To find a topic for your project, and do some background research on it.
You will complete an individual project that involves producing both a
Perl implementation and a written report dealing with some interesting
problem in Natural Language Processing. You may select your own topic.
My only requirements are that it be in text processing and have been at
least mentioned (if only in passing) in our textbook.
Please make sure you do not choose an overly broad topic. 'Part of Speech
Tagging using a Trigram model and Good-Turing Smoothing' is an example of
an interesting and well-focused project. 'A Program to Translate English
Text into German' is potentially interesting but will take you several
decades to properly complete. Make your project focused, but on the other
hand it should not be trivial. Implementing a minimum-edit distance
program like we did for one of our programming assignments is focused but
fairly trivial relative to the amount of time we are allowing for project
completion. Please check with me if you aren't sure if your topic is
suitable or not.
By Tuesday March 26 you should have produced a project proposal. It should
include the following:
This does not need to be a lengthy document, but it should be well written
and carefully thought-out. It will provide a road map for your project so
the more you put into this the more smoothly your project will go. If I
have significant concerns about your topic or some aspect of your proposal
I will let you know by Monday April 1 and possibly request that you choose
a new topic or provide additional details.
- Problem Description (1-2 paragraphs) : What is the problem you are
attempting to solve in your project? Describe it in general terms, and
explain why it is important. You should provide at least two references to
papers that discuss the same problem, and you should read these papers in
preparation for writing the proposal.

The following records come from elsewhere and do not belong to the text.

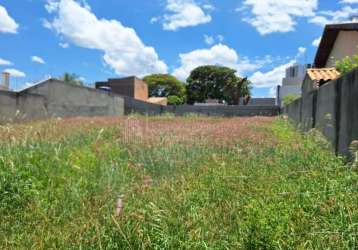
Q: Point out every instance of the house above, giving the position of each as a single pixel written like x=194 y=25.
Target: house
x=338 y=41
x=129 y=86
x=158 y=100
x=292 y=83
x=315 y=78
x=4 y=85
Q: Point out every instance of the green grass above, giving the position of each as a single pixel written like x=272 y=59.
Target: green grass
x=279 y=190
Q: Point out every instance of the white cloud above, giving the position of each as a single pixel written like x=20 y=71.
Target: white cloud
x=349 y=1
x=339 y=16
x=4 y=62
x=271 y=16
x=217 y=55
x=64 y=45
x=209 y=40
x=272 y=92
x=316 y=42
x=7 y=23
x=38 y=59
x=271 y=78
x=184 y=13
x=15 y=73
x=123 y=49
x=301 y=52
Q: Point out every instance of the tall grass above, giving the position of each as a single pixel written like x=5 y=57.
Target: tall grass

Make sure you properly quote,
footnote, etc. any information you get from these papers (Don't pull an
Ambrose, as some now say...)
- Overview of Solution/Approach (1-2 paragraphs) : What is the general
approach you plan on taking. Will your approach follow one of the
references you mention in the description, or will you invent your
own? (It is ok to re-implement an existing solution, or propose your
own.) The description of your solution is of course tentative in that as
you begin to work on the problem a bit more you may realize that another
approach is better.
- Evaluation Plan (1-2 paragraphs) : How will you show that your
solution does something? Will you need to find or create "gold standard"
data to use as a point of comparison? If so, where will you get that, or
how will you create it. For example, suppose you are working on a
Context Sensitive Spelling Correction program based on n-grams (a good
focused topic). How will you measure how many misspelled words your
program finds, and how will you know that it proposes a proper correction?
Policies (from syllabus)
All programming assignments and your project will be demonstrated during
designated lab sessions. You should also submit an electronic copy of
your source code to the TA prior to the designated demo session. (His
email address is firstname.lastname@example.org.) There is no other way to submit
your programming assignments or project. Failure to submit AND demo on
time will result in a zero.
Any code you submit should be commented. I must be able to understand
what your code does simply by reading the comments. This understanding
should extend down to the details of your code. So do not simply
describe the input and output, also include comments that describe
your particular algorithm and coding techniques. Failure to comment
to this degree will result in a zero.
All assignments and the project are to be done individually. You are
required to write your own code. Unless otherwise specified, you must
only turn in code that you personally wrote. The only possible exception
to this is if I tell you to use a module that is available in a book
or online archive. However, I will clearly indicate when this is
permissible. Violations of this policy will result in severe grading
penalties and/or failure in the class.